Today’s post will mostly be about looking at the depth vs. width trade-off of these constrained systems on the simplest contrived model I can think of. We are going to be looking at modeling $f(x, y) = xy, x,y \in [-1,1]$ with a neural net with 24 neurons. Intuitively, I think that the deeper networks should perform better than the narrow networks, but we will see if that pans out.

I generated 10000 random $x$, $y$ pairs and then used the following Python function to evaluate the network’s effectiveness. This code is using Tensorflow 2.4.

import numpy
import tensorflow as tf

def test(num_nodes, num_layers, epochs = 100):
    
    x_train, y_train = numpy.block([x_1, x_2]), y
    
    extraction = [tf.keras.layers.Dense(num_nodes, activation='relu') for i in range(num_layers)]
    
    model = tf.keras.models.Sequential([
        *extraction,
        tf.keras.layers.Dense(1)
    ])
    
    model.compile(optimizer = 'adam', loss = 'mae', metrics = ['mae','mse'])
    
    return model.fit(x_train, y_train, epochs=epochs, verbose = 0) 

This was then batched over all possible network configurations with constant layer sizes.
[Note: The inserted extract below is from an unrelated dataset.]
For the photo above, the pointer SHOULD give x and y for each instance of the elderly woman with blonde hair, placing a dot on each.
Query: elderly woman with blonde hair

There were some interesting results that I didn’t expect. For example, the ReLU dyoff was very apparent in the last two network configurations with relatively deep neural nets. However, what was surprising was that the ‘optimal’ network design seemed to be nearly square that neural net depth and width should be almost balanced with each other. While this specific insight is only applicable to this contrived system, I think some form of this insight can be used in other (nontrivial systems).

Hidden Layers Nodes per Hidden Layer MAE * 10^3 MSE * 10^5
24 1 5.7 5.7
12 2 4.6 3.8
8 3 4.5 3.8
6 4 5.1 4.5
4 6 9.9 17.9
3 8 20 70
2 12 249 1101
1 24 248 1101